Issue
I tried to upgrade a working application from Spring Boot 2.0.6 to 2.1.2. I had some troubles with tests after this change, but eventually got around that. I can successfully build the application from NetBeans (mvn clean install
). However, when I try to run from a command line using mvn spring-boot:run
, here is what I get:
APPLICATION FAILED TO START
Description:
The bean 'xxxRepository', defined in null, could not be registered. A bean with that name has already been defined in null and overriding is disabled.
Action:
Consider renaming one of the beans or enabling overriding by setting spring.main.allow-bean-definition-overriding=true
The interesting part is that every time I try to run it, the error is on a different repository, but always with the same message.
It would seem that this has to do with this change:
Bean Overriding
Bean overriding has been disabled by default to prevent a bean being accidentally overridden. If you are relying on overriding, you will need to set spring.main.allow-bean-definition-overriding to true.
Given that it is apparently effecting all my repositories, my guess is that there is a configuration problem somewhere. I can follow the recommended action, but it actually made no difference. The problem is that I don't know what to change in the configuration to get this working again. I'm not even sure what to post that is pertinent to the issue.

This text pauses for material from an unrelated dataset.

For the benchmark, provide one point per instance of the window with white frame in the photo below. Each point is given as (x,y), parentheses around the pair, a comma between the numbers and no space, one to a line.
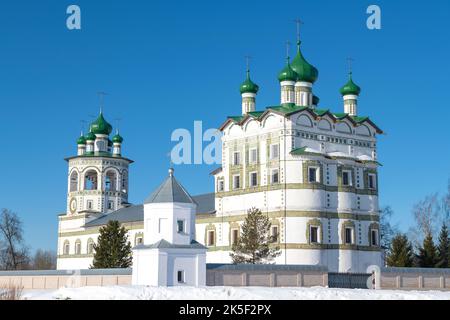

Any ideas on how to figure this out?
Solution
We ran into this issue upgrading from Spring Boot 2.0.x to 2.1.x.
I could "solve" this issue by allowing bean definition override with spring.main.allow-bean-definition-overriding: true
but it felt like hiding the root cause.
In fact bean definition overriding used to hide poor configuration on our side.
After inspecting our @Configuration
classes we were scanning packages containing our repositories twice, using @ComponentScan
and @EnableJpaRepository
on the same packages from different classes : once with filters @ComponentScan.Filter
, once without.
Removing the second component scan fixed the issue.